Некоторое время он бродил по площадке перед проходной. Дни были жаркие. Улицы поселка были безлюдны, все прятались от жары. Кустарники и деревья, окружающие дома, выглядели усталыми, и листва, давно не получавшая влаги, имела тусклый, сероватый цвет. Мозгов вытирал белым платком лицо и посматривал по сторонам — не видно ли кого-нибудь из знакомых, взмахивал ручками, качал головой. Никого из знакомых не было, а впереди был длинный день. Тогда он обращал внимание на забор. В одном месте были выломаны несколько досок, и в дыру виднелся прокатный цех с фанерным закопченным щитом на фасаде.

— Забор сломали. Какие порядки! — возмущенно фыркал Давыд Савельевич. Потом взглядывал на трубу и снова бормотал: — Трубу надо ремонтировать… Кто этим будет заниматься? А она десятый год стоит.

И покачивал озабоченно головой.

Он медленно брел вдоль забора и незаметно для самого себя оказывался возле насыпи. В этом месте, у насыпи, кончался заводской забор и можно было свободно пройти к деревянной запруде, а оттуда спуститься и на заводскую площадку. Неудержимая сила влекла его сюда.

Он поднимался по насыпи, потом спускался к запруде и останавливался тут возле мальчишек, ловивших рыбу. Некоторое время он стоял молча, потом не выдерживал.

— Эх ты, хитрый-Митрий, — говорил он белокурому мальчишке с такими грязными ушами, что они казались рваными, — кто же так удочку забрасывает? Шлеп! А думает — поймал. Ее надо потихоньку забрасывать, чтобы грузило не шлепало. Рыба ведь пугается. Понимать надо!

Давыд Савельевич забирал у мальчишек удочку и показывал, как надо удить.

— Смотри, — говорил он, — видишь? Потихоньку, потихоньку. Вот теперь сразу клюнет.
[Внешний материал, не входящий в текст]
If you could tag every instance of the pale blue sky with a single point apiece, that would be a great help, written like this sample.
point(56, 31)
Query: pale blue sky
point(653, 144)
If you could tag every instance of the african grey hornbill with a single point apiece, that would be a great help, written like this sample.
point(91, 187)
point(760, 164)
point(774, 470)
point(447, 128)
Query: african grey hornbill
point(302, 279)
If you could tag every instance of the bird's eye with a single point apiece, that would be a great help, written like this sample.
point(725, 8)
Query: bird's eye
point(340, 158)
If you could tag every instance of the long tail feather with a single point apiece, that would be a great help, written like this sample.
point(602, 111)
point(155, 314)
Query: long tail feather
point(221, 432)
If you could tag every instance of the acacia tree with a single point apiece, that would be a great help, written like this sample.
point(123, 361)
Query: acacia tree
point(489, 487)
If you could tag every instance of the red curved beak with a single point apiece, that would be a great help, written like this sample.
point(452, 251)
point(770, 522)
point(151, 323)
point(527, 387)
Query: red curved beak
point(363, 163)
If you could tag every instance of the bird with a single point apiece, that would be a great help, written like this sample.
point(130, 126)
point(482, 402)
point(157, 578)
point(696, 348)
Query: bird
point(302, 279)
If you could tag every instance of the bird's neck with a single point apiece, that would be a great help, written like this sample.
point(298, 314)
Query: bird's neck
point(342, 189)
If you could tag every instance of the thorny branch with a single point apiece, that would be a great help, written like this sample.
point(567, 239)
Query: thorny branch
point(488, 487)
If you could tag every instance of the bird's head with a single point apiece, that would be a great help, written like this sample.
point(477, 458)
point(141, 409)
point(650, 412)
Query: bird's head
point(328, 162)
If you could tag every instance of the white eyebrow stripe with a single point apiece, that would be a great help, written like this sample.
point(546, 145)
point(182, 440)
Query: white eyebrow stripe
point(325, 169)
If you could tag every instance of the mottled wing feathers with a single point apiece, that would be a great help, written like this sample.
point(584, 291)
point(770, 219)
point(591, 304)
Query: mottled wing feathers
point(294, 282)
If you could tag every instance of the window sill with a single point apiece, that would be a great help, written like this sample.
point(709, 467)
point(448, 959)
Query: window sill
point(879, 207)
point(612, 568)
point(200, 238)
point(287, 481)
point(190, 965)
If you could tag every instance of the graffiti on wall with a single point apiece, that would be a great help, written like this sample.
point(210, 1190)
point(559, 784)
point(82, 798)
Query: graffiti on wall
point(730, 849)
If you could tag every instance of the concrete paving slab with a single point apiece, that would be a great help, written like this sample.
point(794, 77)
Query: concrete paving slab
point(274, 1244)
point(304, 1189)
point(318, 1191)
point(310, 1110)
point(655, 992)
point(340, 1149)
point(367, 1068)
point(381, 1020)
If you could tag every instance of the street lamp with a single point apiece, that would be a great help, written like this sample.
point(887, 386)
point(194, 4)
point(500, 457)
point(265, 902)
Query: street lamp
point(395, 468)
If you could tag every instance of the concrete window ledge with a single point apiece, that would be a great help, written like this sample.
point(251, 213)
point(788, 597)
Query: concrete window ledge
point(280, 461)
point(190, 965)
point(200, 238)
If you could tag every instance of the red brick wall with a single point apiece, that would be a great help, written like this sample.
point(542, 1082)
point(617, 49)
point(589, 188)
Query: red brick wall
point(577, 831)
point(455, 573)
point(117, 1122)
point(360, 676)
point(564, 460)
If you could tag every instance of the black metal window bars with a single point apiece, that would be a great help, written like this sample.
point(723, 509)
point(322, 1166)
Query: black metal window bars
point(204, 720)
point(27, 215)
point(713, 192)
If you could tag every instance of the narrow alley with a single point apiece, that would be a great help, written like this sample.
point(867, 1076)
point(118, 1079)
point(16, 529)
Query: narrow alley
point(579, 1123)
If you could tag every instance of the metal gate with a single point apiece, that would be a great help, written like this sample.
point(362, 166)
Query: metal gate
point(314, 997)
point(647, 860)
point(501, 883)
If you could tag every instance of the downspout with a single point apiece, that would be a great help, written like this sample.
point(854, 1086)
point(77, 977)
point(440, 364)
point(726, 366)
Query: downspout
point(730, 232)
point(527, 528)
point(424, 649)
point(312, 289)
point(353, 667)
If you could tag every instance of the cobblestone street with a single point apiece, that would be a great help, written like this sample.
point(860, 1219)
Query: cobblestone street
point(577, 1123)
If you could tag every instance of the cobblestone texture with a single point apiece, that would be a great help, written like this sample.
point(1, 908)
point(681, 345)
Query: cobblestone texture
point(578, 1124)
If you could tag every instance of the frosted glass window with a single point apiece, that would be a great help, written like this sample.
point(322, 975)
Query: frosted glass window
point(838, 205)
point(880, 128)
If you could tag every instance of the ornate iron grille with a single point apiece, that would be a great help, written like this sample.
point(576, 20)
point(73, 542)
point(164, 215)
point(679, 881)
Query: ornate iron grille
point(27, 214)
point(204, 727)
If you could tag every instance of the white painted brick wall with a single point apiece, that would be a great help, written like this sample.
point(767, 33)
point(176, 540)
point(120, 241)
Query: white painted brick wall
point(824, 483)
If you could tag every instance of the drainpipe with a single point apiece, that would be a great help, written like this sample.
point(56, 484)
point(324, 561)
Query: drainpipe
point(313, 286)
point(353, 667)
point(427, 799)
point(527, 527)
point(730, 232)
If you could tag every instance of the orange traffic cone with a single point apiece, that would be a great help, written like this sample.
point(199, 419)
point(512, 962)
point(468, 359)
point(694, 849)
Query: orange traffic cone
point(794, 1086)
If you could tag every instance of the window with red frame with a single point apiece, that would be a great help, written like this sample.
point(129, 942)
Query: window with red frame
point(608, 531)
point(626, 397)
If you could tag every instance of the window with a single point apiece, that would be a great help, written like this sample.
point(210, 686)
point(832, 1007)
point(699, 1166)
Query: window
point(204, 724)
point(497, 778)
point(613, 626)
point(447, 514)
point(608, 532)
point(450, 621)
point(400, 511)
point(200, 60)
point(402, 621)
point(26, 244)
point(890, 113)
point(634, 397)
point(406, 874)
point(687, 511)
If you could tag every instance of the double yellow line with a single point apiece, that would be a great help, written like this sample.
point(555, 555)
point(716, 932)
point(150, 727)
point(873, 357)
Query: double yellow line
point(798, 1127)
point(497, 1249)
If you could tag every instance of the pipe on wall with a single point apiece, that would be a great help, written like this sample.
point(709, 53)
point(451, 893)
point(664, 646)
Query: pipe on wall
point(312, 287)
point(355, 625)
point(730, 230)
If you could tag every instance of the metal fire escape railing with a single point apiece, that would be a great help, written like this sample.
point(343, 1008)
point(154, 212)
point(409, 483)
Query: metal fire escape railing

Он опускался на корточки и сосредоточенно смотрел на зеленую воду и даже облизывался от нервного ожидания. Время шло, а рыба не клевала. Тогда Давыд Савельевич поднимал удочку и, посмотрев червяка, говорил презрительно:

— Черви тощие. Рыба на такой червяк внимания не обратит. Где таких червей накопал? Разве рыба на такого червяка клюнет?

— Черви не тощие, дедушка Давыд, это они в банке пожухли, — отвечал ему «хитрый-Митрий» и протягивал консервную банку, в которой копошились червяки.

Давыд Савельевич покачал головой.

— Пожухли! Рыбак из тебя, я вижу…

И спускался с насыпи к заводу.

У входа в цех его окликал Гришка Трусов:

— Давыд Савельевич, ну, как она?

— Кто это она? — строго спрашивал Давыд Савельевич.

— Жизнь лучезарная! — отвечал Гришка и смеялся во весь рот.

Давыд Савельевич не любил этого непочтительного парня и, не зная, как ему ответить, говорил:

— Все бы тебе зубы скалить. Скалозуб.

Трусов смеялся и подмигивал:

— Зашли бы поглядеть, как мы теперь ворочаем.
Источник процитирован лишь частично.